The greatest hurdle for this week, and the next, is to figure out the proper pacing for the play. How fast should we move through the Acts? Etc. Right now we a trudging, which (if I were to be candid) is somewhat comforting because at least I know what I can teach each day…so maybe I’m clinging a bit.

There are days that teaching feels like high fiving the universe and others when you feel like the universe drugged you and left you by the side of the road without your shoes. The roller coaster of your first year leads most people to say that you “survive it,” which I won’t disagree with.

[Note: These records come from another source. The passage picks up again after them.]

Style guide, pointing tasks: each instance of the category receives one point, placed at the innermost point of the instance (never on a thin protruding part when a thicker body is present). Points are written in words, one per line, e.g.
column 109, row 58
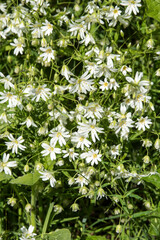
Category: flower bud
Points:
column 29, row 107
column 75, row 207
column 58, row 209
column 158, row 72
column 146, row 159
column 28, row 207
column 9, row 59
column 26, row 168
column 118, row 229
column 11, row 201
column 157, row 144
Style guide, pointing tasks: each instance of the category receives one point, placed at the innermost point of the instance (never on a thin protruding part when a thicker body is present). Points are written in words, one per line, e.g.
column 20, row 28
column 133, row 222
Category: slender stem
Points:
column 33, row 204
column 45, row 225
column 22, row 201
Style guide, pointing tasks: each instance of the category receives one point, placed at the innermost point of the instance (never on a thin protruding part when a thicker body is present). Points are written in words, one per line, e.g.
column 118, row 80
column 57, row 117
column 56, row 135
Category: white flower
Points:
column 28, row 233
column 78, row 28
column 59, row 134
column 90, row 127
column 82, row 84
column 65, row 72
column 47, row 28
column 48, row 54
column 70, row 153
column 113, row 84
column 157, row 144
column 124, row 122
column 5, row 165
column 104, row 84
column 93, row 110
column 3, row 118
column 125, row 69
column 48, row 176
column 143, row 123
column 150, row 44
column 132, row 6
column 15, row 144
column 115, row 150
column 29, row 122
column 114, row 12
column 92, row 157
column 50, row 149
column 42, row 92
column 36, row 30
column 12, row 201
column 146, row 143
column 88, row 39
column 13, row 100
column 137, row 82
column 82, row 179
column 18, row 46
column 7, row 82
column 81, row 140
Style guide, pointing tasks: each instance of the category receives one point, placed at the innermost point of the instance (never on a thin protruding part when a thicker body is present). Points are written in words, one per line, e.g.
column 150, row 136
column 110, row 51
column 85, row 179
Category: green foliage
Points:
column 154, row 179
column 153, row 9
column 59, row 234
column 28, row 179
column 96, row 238
column 3, row 176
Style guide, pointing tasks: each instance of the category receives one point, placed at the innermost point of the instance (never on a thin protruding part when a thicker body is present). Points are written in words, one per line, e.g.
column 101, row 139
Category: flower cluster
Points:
column 78, row 104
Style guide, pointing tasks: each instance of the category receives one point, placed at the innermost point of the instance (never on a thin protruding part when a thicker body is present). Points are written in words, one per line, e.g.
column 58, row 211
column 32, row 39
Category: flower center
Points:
column 142, row 121
column 105, row 84
column 94, row 155
column 58, row 134
column 15, row 141
column 9, row 95
column 81, row 139
column 115, row 11
column 49, row 50
column 49, row 26
column 124, row 68
column 19, row 45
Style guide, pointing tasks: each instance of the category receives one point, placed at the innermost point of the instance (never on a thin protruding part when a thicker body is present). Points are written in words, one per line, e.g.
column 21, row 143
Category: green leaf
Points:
column 142, row 214
column 96, row 238
column 4, row 176
column 154, row 179
column 28, row 179
column 153, row 9
column 154, row 229
column 134, row 136
column 59, row 234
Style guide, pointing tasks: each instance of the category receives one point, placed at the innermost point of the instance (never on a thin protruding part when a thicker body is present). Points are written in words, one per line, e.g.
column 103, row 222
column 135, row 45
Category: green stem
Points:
column 33, row 204
column 21, row 199
column 45, row 225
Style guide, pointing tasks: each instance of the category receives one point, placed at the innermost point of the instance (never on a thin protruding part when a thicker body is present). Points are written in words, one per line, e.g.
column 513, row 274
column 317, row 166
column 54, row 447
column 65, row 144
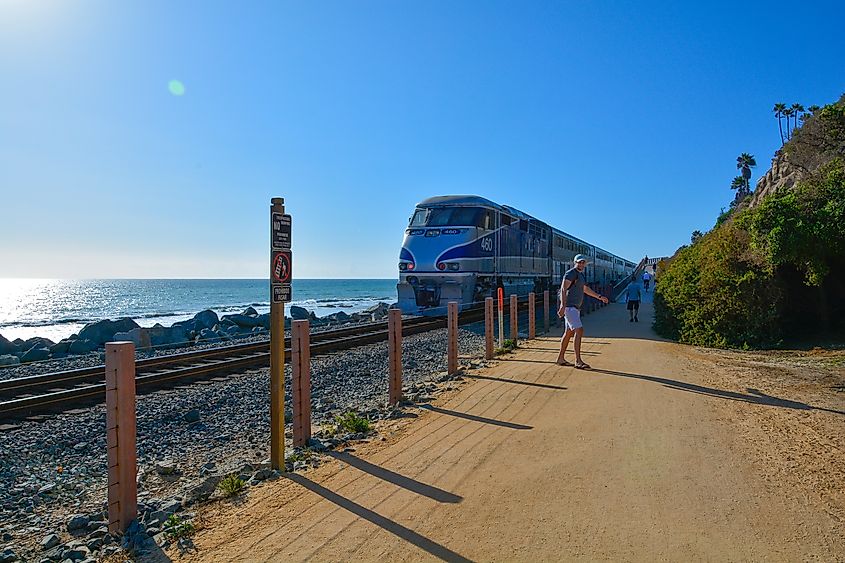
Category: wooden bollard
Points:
column 488, row 328
column 452, row 348
column 300, row 345
column 514, row 321
column 546, row 311
column 120, row 435
column 394, row 347
column 532, row 320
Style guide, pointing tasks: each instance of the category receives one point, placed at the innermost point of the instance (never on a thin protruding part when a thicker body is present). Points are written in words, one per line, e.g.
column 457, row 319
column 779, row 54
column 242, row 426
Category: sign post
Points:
column 281, row 273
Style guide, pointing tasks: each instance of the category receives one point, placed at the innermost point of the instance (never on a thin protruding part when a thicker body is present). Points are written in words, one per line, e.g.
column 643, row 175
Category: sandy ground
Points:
column 661, row 453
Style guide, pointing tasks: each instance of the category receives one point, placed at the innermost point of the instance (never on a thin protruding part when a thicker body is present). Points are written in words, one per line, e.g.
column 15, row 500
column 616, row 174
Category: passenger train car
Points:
column 462, row 248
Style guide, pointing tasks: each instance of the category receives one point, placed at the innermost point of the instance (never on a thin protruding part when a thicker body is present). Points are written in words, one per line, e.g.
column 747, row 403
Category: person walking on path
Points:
column 572, row 290
column 633, row 296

Let’s end with a high five moments: three of my students who are talented calligraphers made me some awesome signs for my Shout Out Board and The Crucible Plot and Analysis bulletin board (Yes Readers, Mr. Stevens goes hard).

Pictures to come,


Sunday, October 16, 2011

The Cure for Sleepless Nights

Dear friends,

In high school I adopted a strange sleep schedule that would often leave me unable to sleep when I really needed to. I would be up on a school night until three or four in the morning. The time would be spent reading, writing and running over different scenarios in my head. At a certain point the carnival behind your eyes gets going a little too fast and you start thinking that maybe you don’t even need sleep. Eventually you crash and when the alarm blares you to wakefulness you hate that four am self – so it goes.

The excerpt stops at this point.